I'm sure there's a happy medium somewhere, but sometimes there are thoughts so persistent and pressing that you just have to deal with them immediately. The alternative, keeping them down and unthought, is appalling. It's also a recipe for madness because those thoughts eventually need to come out and if not now, they might at some other less opportune moment. I'm aware not everyone is quite as impulsive as I am with my thoughts, but they're not quite as impulsive with their emotions either. 
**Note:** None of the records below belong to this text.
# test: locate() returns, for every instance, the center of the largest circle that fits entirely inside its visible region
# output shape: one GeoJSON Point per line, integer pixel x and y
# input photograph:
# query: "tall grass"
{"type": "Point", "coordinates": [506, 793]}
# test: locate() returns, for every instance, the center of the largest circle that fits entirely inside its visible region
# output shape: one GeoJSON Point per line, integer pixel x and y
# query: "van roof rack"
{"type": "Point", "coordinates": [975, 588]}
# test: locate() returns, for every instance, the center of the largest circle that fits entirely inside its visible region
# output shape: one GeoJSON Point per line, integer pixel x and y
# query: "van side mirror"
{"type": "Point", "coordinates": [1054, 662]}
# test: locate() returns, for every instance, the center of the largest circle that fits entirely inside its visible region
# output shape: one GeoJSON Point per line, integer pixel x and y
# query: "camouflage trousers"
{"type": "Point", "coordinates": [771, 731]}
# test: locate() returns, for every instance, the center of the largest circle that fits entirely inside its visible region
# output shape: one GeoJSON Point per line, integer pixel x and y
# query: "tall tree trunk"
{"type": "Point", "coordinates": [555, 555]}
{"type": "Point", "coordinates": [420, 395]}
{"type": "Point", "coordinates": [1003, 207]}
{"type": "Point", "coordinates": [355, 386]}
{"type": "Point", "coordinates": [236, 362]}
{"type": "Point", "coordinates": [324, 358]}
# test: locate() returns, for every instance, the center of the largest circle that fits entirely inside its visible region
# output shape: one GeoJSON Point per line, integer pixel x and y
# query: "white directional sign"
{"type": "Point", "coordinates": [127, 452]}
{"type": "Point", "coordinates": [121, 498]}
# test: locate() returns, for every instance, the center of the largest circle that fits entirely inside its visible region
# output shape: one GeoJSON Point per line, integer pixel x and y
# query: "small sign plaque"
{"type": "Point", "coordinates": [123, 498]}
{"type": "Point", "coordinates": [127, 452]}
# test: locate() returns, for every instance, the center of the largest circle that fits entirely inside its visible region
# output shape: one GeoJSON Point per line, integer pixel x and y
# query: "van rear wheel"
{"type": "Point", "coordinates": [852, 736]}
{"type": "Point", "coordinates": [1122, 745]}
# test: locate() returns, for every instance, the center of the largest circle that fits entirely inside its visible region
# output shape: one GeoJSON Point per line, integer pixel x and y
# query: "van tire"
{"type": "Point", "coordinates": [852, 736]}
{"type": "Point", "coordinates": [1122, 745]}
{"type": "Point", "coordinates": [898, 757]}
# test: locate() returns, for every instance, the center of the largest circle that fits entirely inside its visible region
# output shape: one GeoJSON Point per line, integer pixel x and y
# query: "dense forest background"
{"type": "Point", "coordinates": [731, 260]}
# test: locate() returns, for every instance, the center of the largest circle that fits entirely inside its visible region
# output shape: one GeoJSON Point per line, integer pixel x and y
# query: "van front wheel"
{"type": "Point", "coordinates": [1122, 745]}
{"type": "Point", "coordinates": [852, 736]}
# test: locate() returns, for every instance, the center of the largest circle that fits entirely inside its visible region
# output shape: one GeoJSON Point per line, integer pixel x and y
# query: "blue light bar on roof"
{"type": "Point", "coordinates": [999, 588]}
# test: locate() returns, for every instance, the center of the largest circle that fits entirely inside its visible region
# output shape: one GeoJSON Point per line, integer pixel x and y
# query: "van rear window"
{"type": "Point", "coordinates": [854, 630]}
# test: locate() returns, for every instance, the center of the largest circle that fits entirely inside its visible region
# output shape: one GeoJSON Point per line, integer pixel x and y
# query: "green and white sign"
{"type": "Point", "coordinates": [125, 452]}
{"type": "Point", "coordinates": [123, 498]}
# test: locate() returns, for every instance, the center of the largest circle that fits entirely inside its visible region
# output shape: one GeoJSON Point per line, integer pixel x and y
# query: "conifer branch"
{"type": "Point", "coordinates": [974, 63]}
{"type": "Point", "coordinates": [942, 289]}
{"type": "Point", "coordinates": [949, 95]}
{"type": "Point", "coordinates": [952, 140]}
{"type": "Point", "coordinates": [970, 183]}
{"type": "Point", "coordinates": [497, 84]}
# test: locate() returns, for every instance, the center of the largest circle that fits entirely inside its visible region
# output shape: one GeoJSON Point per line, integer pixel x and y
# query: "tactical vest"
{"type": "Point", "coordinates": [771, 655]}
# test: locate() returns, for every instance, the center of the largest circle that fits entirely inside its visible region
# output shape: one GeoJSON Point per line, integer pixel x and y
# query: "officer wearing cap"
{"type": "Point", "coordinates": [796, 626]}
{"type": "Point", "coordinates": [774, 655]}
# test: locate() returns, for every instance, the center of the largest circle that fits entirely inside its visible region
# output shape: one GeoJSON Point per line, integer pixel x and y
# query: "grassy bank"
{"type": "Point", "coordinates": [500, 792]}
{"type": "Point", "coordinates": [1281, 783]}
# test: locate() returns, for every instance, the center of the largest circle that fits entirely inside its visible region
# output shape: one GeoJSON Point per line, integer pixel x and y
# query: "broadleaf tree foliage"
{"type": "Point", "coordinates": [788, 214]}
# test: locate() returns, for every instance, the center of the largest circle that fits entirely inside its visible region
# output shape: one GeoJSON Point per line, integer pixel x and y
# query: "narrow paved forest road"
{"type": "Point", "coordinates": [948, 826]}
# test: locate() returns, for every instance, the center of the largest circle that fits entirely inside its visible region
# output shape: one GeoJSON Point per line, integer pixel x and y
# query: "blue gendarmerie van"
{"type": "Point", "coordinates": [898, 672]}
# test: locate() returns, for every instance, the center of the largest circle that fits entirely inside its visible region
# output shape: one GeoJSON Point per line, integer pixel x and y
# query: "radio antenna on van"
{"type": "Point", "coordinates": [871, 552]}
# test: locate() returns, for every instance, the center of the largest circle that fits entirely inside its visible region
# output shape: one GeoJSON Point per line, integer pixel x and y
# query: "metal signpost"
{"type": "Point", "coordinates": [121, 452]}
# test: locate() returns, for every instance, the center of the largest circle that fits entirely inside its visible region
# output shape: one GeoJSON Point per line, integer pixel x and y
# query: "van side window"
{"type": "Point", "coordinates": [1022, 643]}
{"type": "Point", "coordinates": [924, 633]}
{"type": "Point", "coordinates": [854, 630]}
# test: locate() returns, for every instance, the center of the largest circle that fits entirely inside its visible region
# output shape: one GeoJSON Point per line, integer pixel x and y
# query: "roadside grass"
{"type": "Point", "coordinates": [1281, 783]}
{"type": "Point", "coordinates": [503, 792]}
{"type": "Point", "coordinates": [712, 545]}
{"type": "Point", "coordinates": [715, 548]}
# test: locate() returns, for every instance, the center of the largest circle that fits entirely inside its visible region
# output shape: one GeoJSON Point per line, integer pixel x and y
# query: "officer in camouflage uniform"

Antonio Damasio is a Portuguese professor mostly responsible for coming up with the "somatic marker hypothesis" which is basically a theory that says our cognitive and emotional processes are impossibly intertwined. When we make decisions, we like to think that this is just a thought process. We think about the pros and the cons and then make a decision accordingly. Sometimes though, the decision is just a bit too hard. There's maybe a few too many variables and we leave it up to chance or talk it out with someone and come up with a decision, or sometimes we make no decision which is itself a decision, I think there was a Rush song about it, in fact. These have consequences and those shape our future decision making because they elicit emotions the next time you have a similar conundrum of conscience and can't decide. If you flip a coin for a hard decision and it works every time, does it actually work every time or do you just feel good about the consequences of a difficult decision?
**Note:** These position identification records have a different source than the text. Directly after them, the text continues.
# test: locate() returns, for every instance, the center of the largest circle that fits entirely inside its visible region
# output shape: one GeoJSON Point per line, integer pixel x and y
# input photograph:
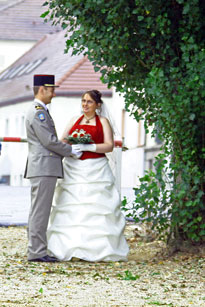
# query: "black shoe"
{"type": "Point", "coordinates": [44, 259]}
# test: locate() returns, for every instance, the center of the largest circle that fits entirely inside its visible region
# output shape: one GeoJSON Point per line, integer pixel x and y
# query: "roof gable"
{"type": "Point", "coordinates": [20, 20]}
{"type": "Point", "coordinates": [74, 74]}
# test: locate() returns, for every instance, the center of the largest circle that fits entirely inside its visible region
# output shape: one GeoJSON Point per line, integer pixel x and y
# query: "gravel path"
{"type": "Point", "coordinates": [145, 280]}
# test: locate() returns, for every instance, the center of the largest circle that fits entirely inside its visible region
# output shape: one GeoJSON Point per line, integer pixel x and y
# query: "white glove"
{"type": "Point", "coordinates": [84, 147]}
{"type": "Point", "coordinates": [75, 154]}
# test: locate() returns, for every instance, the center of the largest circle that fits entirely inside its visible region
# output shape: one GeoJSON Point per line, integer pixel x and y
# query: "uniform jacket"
{"type": "Point", "coordinates": [45, 151]}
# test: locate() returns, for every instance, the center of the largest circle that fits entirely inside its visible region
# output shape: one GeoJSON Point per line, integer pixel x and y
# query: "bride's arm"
{"type": "Point", "coordinates": [108, 144]}
{"type": "Point", "coordinates": [67, 129]}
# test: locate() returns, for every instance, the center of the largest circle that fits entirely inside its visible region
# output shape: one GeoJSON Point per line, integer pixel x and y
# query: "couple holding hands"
{"type": "Point", "coordinates": [79, 217]}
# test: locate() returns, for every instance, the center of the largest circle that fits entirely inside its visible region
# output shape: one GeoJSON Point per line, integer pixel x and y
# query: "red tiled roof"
{"type": "Point", "coordinates": [20, 20]}
{"type": "Point", "coordinates": [74, 74]}
{"type": "Point", "coordinates": [82, 76]}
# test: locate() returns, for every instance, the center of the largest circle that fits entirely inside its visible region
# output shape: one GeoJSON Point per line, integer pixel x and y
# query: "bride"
{"type": "Point", "coordinates": [86, 221]}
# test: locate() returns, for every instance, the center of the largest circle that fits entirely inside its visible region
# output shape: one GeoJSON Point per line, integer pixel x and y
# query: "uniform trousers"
{"type": "Point", "coordinates": [42, 191]}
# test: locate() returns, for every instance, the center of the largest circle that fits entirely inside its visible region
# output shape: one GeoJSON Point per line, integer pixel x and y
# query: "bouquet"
{"type": "Point", "coordinates": [79, 137]}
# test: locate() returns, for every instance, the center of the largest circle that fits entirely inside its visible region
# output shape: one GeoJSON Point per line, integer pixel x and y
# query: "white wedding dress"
{"type": "Point", "coordinates": [86, 221]}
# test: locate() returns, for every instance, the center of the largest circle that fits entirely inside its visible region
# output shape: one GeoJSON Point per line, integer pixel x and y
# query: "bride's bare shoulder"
{"type": "Point", "coordinates": [104, 120]}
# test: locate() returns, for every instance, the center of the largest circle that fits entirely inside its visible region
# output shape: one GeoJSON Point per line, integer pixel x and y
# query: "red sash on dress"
{"type": "Point", "coordinates": [96, 133]}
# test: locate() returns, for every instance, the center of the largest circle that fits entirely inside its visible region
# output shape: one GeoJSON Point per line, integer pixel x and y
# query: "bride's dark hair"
{"type": "Point", "coordinates": [95, 95]}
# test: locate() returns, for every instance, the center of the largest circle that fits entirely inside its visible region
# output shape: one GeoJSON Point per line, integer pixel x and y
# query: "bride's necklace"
{"type": "Point", "coordinates": [88, 119]}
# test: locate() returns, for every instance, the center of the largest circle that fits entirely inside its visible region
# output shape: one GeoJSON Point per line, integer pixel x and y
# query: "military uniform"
{"type": "Point", "coordinates": [44, 166]}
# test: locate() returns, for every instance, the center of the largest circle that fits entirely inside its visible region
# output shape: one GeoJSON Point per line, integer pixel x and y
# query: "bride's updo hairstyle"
{"type": "Point", "coordinates": [95, 95]}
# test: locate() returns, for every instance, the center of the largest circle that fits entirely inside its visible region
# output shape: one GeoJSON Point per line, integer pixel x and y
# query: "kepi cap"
{"type": "Point", "coordinates": [44, 80]}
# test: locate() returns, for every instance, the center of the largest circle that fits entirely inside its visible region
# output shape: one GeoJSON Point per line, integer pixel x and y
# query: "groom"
{"type": "Point", "coordinates": [44, 165]}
Damasio had the following to say:

"Some of us, for better or worse, develop very stable, consistent, and largely predictable machineries of self. But in others, the self machinery is more flexible and more open to unexpected turns.

I continue to be fascinated by the fact that feelings are not just the shady side of reason but that they help us to reach decisions as well.

We do not merely perceive objects and hold thoughts in our minds: all our perceptions and thought processes are felt. All have a distinctive component that announces an unequivocal link between images and the existence of life in our organism.

Having a self, even a simple self, allows you to look into the world and put a mark over what is more important and less important. It's a way of classifying the world in terms of your own needs.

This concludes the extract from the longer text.